ITALIA. Com’era quell’adagio sulla grande confusione sotto il cielo? Ecco, in quello del Belpaese la situazione è tutto tranne che eccellente. E probabilmente non è nemmeno un caso che due ataviche questioni come il futuro della fu compagnia di bandiera e lo strapotere dei vettori low cost (conquistato sul campo, anno dopo anno) arrivino quasi a sovrapporsi.

Cominciamo con Ita che, ci sia permesso il gioco di parole, non se n’è ancora ita... Il matrimonio (facciamo incorporazione che magari suona peggio ma è più oggettivo) con Lufthansa è sempre lì a un passo, ma le questioni da risolvere sono ancora parecchie. Sorvolando, in ogni senso, sui futuri assetti di un traffico nazionale destinato a passare in mano tedesca con riflessi anche negli scenari aeroportuali, si resta in attesa del placet dell’Ue. Anche se Michael O’Leary, mister Ryanair, non ha dubbi sul fatto che alla fine il semaforo verde arriverà perché la Germania lo vuole. E vuole anche il mercato italiano per alimentare il suo hub, Francoforte.

Mercato italiano che, dati Iccsai del rapporto 2022, è per il 65,1% in mano a vettori low cost a fronte di una media europea del 40,8. Un dato che risente palesemente della reiterata assenza (o di una presenza in stato precomatoso quando c’era...) di una compagnia di bandiera. Confermato anche da quello del mercato europeo (compresa la parte domestica) dove la quota italiana di low cost scende al 64,5. Ma a fronte di una media europea del 49,5%.

Questo vuol dire che la rivoluzione del trasporto aereo è semplicemente compiuta e ormai da tempo: i vettori low cost rappresentano la metà del mercato di chi si sposta in Europa. Il problema è che il fenomeno si è sviluppato senza alcuna forma reale di regolamentazione che non fosse l’influenza delle compagnie di bandiera «forti» nel fermare l’avanzata sul mercato (soprattutto) domestico della varie Ryanair, EasyJet e Wizzair. Ma un conto è stato farlo in Francia o Germania, dove per le tratte interne si è giocato anche di sponda con colossi ferroviari come Sncf e Db, un altro in Italia, dove l’avanzata dei vettori low cost è stata molto più decisa e sostanzialmente è mancato l’argine di una politica nazionale sul trasporto aereo. Che non è mai andata oltre la difesa strenua di Alitalia (e degli interessi connessi) in quanto tale. I risultati sono sotto gli occhi di tutti.
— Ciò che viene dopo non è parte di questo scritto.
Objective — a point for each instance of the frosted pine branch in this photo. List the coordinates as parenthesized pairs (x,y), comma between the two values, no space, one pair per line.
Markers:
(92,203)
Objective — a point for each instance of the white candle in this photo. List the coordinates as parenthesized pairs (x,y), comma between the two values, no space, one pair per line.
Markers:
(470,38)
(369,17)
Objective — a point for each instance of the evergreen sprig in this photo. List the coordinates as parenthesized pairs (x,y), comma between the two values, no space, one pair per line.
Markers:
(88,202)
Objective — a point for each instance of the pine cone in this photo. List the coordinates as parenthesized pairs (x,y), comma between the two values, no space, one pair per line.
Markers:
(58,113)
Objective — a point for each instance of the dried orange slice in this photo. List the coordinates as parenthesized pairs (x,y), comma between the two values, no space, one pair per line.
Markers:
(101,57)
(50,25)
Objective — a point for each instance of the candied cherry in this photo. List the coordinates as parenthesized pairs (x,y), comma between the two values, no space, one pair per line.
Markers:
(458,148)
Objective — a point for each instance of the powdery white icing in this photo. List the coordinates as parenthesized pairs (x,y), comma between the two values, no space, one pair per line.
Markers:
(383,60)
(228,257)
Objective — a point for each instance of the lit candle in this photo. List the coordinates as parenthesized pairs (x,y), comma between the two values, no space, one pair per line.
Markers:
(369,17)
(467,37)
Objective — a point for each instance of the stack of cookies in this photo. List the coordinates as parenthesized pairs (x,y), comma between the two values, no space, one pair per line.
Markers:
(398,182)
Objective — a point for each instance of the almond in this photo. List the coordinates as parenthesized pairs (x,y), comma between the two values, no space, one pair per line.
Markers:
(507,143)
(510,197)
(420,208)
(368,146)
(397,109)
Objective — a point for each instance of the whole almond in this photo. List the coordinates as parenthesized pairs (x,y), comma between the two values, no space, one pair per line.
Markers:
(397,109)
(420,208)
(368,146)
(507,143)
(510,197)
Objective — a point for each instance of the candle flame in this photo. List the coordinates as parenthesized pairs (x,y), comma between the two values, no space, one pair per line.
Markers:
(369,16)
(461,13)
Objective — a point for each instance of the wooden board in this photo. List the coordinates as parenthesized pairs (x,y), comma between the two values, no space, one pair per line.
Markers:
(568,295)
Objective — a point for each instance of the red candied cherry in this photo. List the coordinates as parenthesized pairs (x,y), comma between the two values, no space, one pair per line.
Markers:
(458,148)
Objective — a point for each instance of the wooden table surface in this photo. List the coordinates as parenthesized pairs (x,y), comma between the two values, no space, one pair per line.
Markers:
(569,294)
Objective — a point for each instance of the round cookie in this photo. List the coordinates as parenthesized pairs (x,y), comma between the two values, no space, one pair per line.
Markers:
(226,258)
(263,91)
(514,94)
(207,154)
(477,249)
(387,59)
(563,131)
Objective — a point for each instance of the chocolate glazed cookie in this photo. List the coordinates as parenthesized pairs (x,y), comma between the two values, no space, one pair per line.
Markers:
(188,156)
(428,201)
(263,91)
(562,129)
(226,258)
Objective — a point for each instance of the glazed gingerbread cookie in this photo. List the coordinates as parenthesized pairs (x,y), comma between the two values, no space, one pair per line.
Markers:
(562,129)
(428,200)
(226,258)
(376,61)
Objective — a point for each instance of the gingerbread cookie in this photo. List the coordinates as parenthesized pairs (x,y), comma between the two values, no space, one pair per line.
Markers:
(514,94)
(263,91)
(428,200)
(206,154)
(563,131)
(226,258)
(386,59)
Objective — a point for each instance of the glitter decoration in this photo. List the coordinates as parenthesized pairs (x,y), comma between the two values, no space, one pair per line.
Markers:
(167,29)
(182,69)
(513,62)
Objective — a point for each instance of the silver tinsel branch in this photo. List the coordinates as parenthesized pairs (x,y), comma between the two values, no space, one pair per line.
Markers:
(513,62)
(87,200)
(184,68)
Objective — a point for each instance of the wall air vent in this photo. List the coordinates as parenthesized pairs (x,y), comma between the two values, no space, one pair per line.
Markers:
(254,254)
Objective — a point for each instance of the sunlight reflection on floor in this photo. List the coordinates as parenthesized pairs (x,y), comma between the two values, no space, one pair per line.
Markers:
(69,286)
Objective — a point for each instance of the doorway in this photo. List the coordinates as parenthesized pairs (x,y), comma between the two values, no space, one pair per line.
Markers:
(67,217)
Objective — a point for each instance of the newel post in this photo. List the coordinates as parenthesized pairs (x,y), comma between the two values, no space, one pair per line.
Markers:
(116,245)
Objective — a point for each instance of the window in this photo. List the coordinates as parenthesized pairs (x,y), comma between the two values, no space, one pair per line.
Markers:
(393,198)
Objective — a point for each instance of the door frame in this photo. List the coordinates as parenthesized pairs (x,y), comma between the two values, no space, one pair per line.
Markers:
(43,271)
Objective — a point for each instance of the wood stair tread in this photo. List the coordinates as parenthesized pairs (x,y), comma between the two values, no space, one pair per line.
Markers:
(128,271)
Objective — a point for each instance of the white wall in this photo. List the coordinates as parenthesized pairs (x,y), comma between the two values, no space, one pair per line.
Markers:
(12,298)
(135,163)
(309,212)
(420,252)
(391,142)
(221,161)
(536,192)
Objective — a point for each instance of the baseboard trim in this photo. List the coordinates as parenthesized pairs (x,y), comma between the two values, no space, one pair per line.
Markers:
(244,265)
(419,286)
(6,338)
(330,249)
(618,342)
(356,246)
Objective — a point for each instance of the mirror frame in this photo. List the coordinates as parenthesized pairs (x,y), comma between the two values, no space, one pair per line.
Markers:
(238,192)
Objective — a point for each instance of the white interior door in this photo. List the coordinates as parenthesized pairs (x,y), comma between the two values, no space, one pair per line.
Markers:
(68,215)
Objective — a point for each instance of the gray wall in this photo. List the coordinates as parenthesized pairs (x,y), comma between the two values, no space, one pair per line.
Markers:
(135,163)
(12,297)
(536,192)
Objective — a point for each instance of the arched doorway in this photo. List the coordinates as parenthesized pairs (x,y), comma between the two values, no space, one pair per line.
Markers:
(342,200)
Quella stessa politica che ora scopre l’esistenza di un sostanziale oligopolio nel settore e cerca di frenare la situazione con provvedimenti che appaiono di difficile attuazione. Sorvoliamo (anche qui in ogni senso) sugli atteggiamenti guasconi di O’Leary e concentriamoci su un sistema che finora si è sviluppato senza regole né tempi né indicazioni certe sia sul versante delle compagnie che delle infrastrutture. Leggi aeroporti, dove per avere un via libera (o anche un diniego) a un piano di sviluppo serve un iter di anni e anni e dove alla fine la sola regola è diventata quella del mercato. Nudo e crudo. Difficile arginarlo con provvedimenti dirigistici come appare il decreto blocca tariffe.

Attenzione, qui non è in discussione la ratio del provvedimento quanto la sua concreta applicazione, tanto più in un sistema dove per decenni si è rinunciato a regolarizzare un fenomeno dalla portata oggettivamente storica come i vettori low cost, spesso bollati alla stregua di voli di serie B o di un fenomeno transitorio, quasi di moda. Ecco, decollo dopo decollo, ora hanno in mano quasi due terzi del mercato italiano e quindi anche i destini di un sistema economico e sociale. E se restano a terra, realisticamente, anche il Paese li segue. Un motivo in più per presentarsi a qualsiasi tavolo di confronto non con il cappello in mano e nemmeno armati, ma possibilmente con un strategia, una visione del trasporto aereo (e non solo) che vada al di là dei destini della fu Alitalia, ora Ita, e degli interessi che vi girano intorno. Un’idea di futuro, insomma: qualcosa di più che un semplice decreto.